Question

What benchmark should I use for setting the EdgeR filterByExpr min.count parameter?

1

Entering edit mode

Jack S. ▴ 60

@9aa6de71

Last seen 21 months ago

United States

This question is related to a previous query regarding pseudobulking in a single-cell dataset.

Question 1

When performing differential expression testing, how can I determine if my selections for filterByExpr min.count and min.total.count are appropriate?

From what I understand based on discussions about filterByExpr, the default min.count and min.total.count values are generally recommended for most scenarios. However, there is an example in Section 4.10.3 of the EdgeR user's guide where these values are explicitly set in the function call:

keep.genes <- filterByExpr(y, group = y$samples$cluster, 
                           min.count = 10, min.total.count = 20)

Assuming I'm using glmQLFit and glmQLTest as demonstrated in the example in Section 4.10.3, how can I determine if these values are too high or too low? Additionally, when would you suggest modifying the default values?

Question 2

The EdgeR manual mentions that "glmQLFit gives special attention to handling of small counts and zero counts."

Does this imply that glmQLFit and glmQLTest can be used without filtering out low counts? Would you recommend this approach?

Thanks in advance!

edgeR DifferentialExpression • 3.6k views

ADD COMMENT • link updated 14 months ago by Gordon Smyth 53k • written 22 months ago by Jack S. ▴ 60

score 3 · Answer 1 · 2024-03-21

3

Entering edit mode

Gordon Smyth 53k

@gordon-smyth

Last seen 8 minutes ago

WEHI, Melbourne, Australia

The limma and edgeR User's Guides, case studies, documentation and online posts all consistently advise you to use filterByExpr with default settings. See for example

filterByExpr appears many times in the edgeR User's Guide, all but once with default settings. In the one example that you quote, min.total.count was increased to 20 because there were clusters with only 1 sample, so the author wanted to make sure there were at least 20 reads for each gene. To be honest, I don't think that was necessary and the argument could have been left at the default.

You are worrying about this unnecessarily. Sure, you can reduce the amount of filtering without adversely affecting an analysis. But why bother? You will generally just end up with including more non-DE genes in the analysis and perhaps reduce power a little bit.

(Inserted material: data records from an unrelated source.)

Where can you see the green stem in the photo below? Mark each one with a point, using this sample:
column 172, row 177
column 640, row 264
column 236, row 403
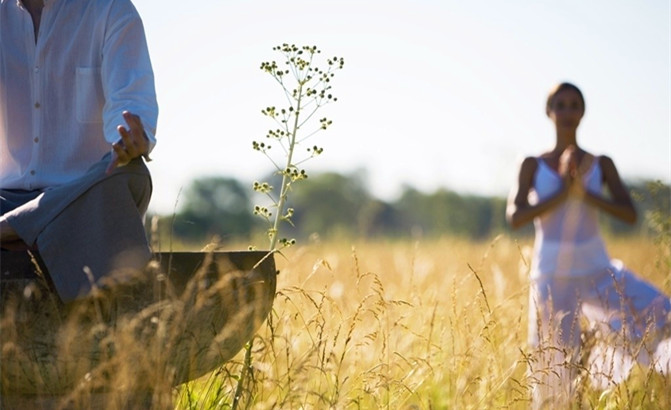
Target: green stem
column 285, row 177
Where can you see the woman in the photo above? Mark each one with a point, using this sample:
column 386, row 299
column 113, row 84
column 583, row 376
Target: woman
column 572, row 275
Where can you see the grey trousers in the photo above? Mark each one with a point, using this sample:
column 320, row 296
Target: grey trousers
column 88, row 230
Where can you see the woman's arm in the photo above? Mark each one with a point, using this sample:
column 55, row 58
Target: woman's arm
column 518, row 211
column 619, row 204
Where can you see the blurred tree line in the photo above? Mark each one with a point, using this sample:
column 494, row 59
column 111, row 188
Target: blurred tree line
column 332, row 204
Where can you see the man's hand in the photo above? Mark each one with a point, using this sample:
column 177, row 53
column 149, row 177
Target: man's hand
column 132, row 144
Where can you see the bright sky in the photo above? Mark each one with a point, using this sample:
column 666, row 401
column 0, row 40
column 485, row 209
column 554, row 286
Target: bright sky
column 446, row 93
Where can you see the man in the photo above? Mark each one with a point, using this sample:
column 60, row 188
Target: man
column 78, row 112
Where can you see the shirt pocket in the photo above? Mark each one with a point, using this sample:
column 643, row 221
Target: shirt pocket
column 89, row 95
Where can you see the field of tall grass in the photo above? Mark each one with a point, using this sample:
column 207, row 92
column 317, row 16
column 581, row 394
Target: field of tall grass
column 406, row 324
column 435, row 324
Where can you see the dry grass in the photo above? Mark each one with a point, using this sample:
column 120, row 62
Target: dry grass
column 432, row 324
column 427, row 325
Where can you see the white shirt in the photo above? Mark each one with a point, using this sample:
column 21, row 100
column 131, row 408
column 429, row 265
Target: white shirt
column 62, row 98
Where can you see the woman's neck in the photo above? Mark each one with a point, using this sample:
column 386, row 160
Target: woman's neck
column 565, row 139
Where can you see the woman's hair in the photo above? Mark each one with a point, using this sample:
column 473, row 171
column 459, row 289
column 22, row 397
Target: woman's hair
column 559, row 88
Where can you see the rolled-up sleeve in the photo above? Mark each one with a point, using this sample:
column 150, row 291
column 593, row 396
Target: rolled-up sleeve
column 127, row 75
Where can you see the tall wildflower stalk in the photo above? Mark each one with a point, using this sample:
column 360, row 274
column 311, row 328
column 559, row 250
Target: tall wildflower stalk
column 307, row 88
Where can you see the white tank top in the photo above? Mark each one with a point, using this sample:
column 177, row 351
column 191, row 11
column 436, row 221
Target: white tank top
column 568, row 242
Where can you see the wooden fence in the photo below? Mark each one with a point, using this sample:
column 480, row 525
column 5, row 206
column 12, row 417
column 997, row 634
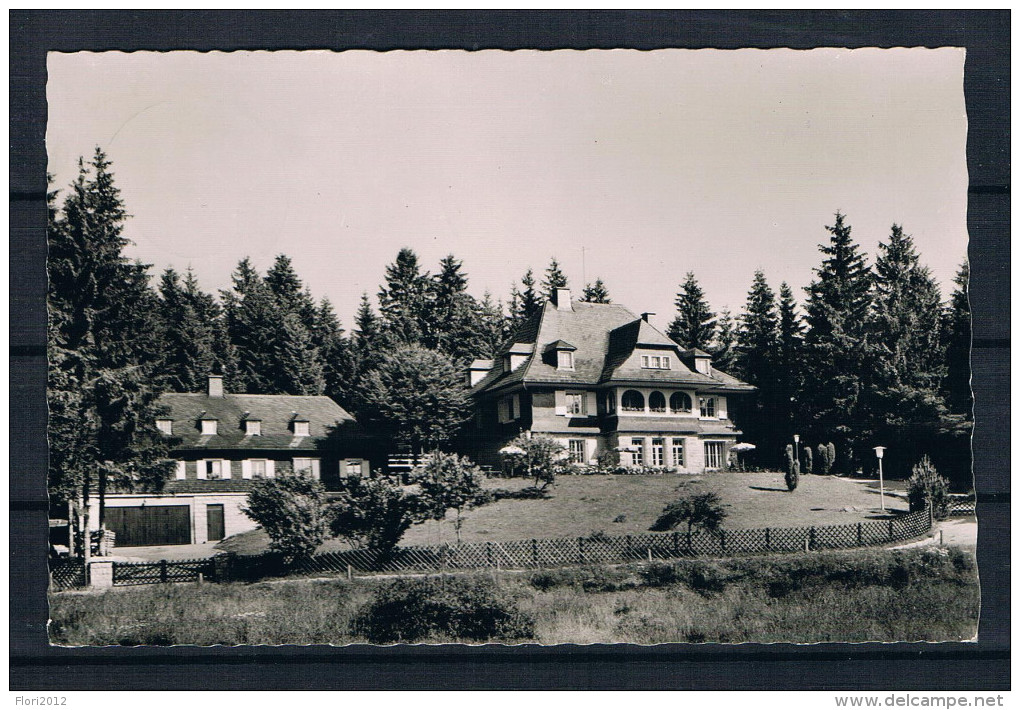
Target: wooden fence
column 524, row 554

The filterByExpr settings were chosen with small experiments in mind. The only time I would think about changing the parameter would be for experiments with a large number of samples. In that case, I might consider reducing min.count and min.prop. To judge whether the settings are appropriate, you simply look at the standard edgeR variance plots from plotBCV and plotSA.

ADD COMMENT • link 22 months ago Gordon Smyth 53k

1

Entering edit mode

Hi Gordon, never thought about changing the defaults of filterByExpr() with a large number of samples. You say that plotBCV() and plotSA() can be used to judge whether non-default values for min.count and min.prop are appropriate, but, and I hope I'm not asking something too trivial, how exactly. I've played a bit lowering min.count from 10 to 7 and min.prop from 0.7 to 0.5 in a dataset with more than 400 samples, and I see slightly larger BCV values and slightly smaller prior DFs, but how do I know when I'm setting better non-default values?

ADD REPLY • link 22 months ago Robert Castelo ★ 3.4k

2

Entering edit mode

It is the minimum group size rather than the total number of samples that is relevant.

min.prop is more a biological parameter rather than statistical. If you find a gene up-regulated in group B vs A, would it still be a biologically meaningful result to you if the gene was only detected in 50% of the samples in group B?

You could reduce min.count if you have large group sample sizes and you want to detect DE genes at low expression levels. If the plotSA trend is still smooth and monotonic, then lower values are fine.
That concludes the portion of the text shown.